Uitspraak
RECHTBANK LIMBURG
1.De procedure
- de dagvaarding,
- de brief van Lindorff van 21 februari 2017 met producties,
- de mondelinge behandeling van 23 februari 2017,
- de pleitnota van Lindorff.
Rechtbank Limburg
In deze zaak heeft eiser, vertegenwoordigd door advocaat mr. R.W.C. Vranken, een kort geding aangespannen tegen Lindorff B.V., vertegenwoordigd door advocaat mr. R. Dijkema. Eiser vordert de opheffing van een op 13 december 2016 gelegd conservatoir beslag op zijn woning en het doorhalen van BKR-registraties die door Lindorff zijn aangebracht. Eiser stelt dat de vordering van Santander Consumer Finance Benelux B.V. niet rechtsgeldig aan Lindorff is overgedragen, wat de basis vormt voor zijn vordering.

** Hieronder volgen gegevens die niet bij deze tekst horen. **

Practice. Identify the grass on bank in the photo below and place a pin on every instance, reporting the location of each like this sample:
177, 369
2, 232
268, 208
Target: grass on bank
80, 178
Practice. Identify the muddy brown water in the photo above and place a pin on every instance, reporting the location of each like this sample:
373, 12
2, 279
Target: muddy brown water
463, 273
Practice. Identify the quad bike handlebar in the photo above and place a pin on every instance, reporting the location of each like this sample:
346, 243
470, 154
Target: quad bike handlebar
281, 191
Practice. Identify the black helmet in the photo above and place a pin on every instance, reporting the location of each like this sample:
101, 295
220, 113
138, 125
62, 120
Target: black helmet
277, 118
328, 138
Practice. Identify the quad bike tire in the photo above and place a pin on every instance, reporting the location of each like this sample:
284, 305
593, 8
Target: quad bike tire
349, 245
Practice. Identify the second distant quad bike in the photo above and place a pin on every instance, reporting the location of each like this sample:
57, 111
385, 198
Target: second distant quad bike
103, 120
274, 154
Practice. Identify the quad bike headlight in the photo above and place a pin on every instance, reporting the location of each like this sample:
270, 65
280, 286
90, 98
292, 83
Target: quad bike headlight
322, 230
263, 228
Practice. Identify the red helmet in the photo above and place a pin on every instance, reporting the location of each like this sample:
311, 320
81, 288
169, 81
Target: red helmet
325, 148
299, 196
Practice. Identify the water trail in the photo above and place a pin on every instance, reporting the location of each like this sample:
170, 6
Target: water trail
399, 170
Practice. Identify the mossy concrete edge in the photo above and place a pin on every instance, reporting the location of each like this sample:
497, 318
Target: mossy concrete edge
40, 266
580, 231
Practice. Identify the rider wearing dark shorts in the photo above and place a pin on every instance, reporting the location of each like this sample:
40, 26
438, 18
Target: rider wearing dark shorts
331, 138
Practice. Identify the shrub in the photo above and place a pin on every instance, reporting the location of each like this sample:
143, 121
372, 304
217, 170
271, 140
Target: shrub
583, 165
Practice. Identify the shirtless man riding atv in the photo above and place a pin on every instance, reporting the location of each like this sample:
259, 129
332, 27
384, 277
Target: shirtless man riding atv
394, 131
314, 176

De procedure omvatte een mondelinge behandeling op 23 februari 2017, waarbij de voorzieningenrechter de argumenten van beide partijen heeft gehoord. Eiser heeft aangevoerd dat hij een spoedeisend belang heeft bij de wijziging van de BKR-registraties, omdat deze zijn toegang tot schuldsaneringstrajecten zou kunnen beïnvloeden. Lindorff heeft echter verweer gevoerd en gesteld dat het beslag inmiddels is opgeheven en dat er geen spoedeisend belang meer is voor de vordering van eiser.
De voorzieningenrechter heeft geoordeeld dat er geen spoedeisend belang is bij de vordering van eiser, aangezien het beslag al is opgeheven en Lindorff enkele BKR-registraties heeft laten verwijderen. De rechter heeft ook opgemerkt dat in kort geding geen declaratoire uitspraak kan worden gedaan over de rechtsgeldigheid van de overdracht van de vordering. De vordering van eiser is afgewezen en de proceskosten zijn gecompenseerd, waarbij beide partijen hun eigen kosten dragen.